The Washington Post has their headline story today on the matter of the 6 nuclear warheads that made an unscheduled trip from North Dakota to Louisiana last week. No one should be taking this issue in anything but a serious manner and whatever deficiencies lead to this weapons being treated as unarmed cruise missiles should be corrected, and I mean yesterday. The entire process, from initiation to weapon load should be audited and every single airman involved re-educated on proper procedure as though they’d never been through the course. It shouldn’t have happened and we should make damn certain it doesn’t happen again.
All of that said, I have to say that I’m coming away from the story with the impression that the reporter is 1) outraged 2) of the opinion that such events can (or are) happening every single day and 3) clearly wants to get the impression across that our military is so broken down and untrustworthy with these weapons that we ought to just decommission them all.
The weapons, the planes, and the people, to be frank.
Before anyone starts really getting carried away, let’s just recall that this was 1 incident over the course of literally decades of getting it right. No, I’m not saying that it’s nothing to worry about at all – re-read my 1st paragraph immediately if that’s what crossed your mind – but I’m also not going to sit still while this 1 incident is used to suggest that the entire Air Force consists of lazy idiots. Or broken down gear on the verge of catastrophic failure. Why would I say that? Let’s go to the story:
The daily routine for many of Minot’s crews is a cycle of scheduled maintenance for the base’s 35 aging B-52H Stratofortress bombers — mammoth, eight-engine workhorses, the newest of which left the assembly line more than 45 years ago.
Emphasis mine. What possible significance to this story is a comment like this one? If it’s relevant, then the implication is that this situation would be better or worse is only the aircraft the weapons had been loaded upon had been a newer design or had rolled off the assembly line last year. I can’t imagine an argument that would justify such a thought; this incident’s seriousness is changed not one iota by the aircraft type involved.

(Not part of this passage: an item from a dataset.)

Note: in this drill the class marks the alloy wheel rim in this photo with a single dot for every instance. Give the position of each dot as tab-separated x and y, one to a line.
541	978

Taken alone, this is a nitpick – one tiny detail of the story. But it’s just an example of piling-on by the author and the editors. The overall “feel” of the story is one of alarmed, fearful worry and an unstated implication that the Air Force is bumbling. I think this incident may have been serious enough to report but it’s not an indictment of an entire branch of the military.
Know what I’d like to see as a follow-up story? How about an investigation into how leaks pertaining to the movements of this nation’s most powerful weapons are happening and going unpunished?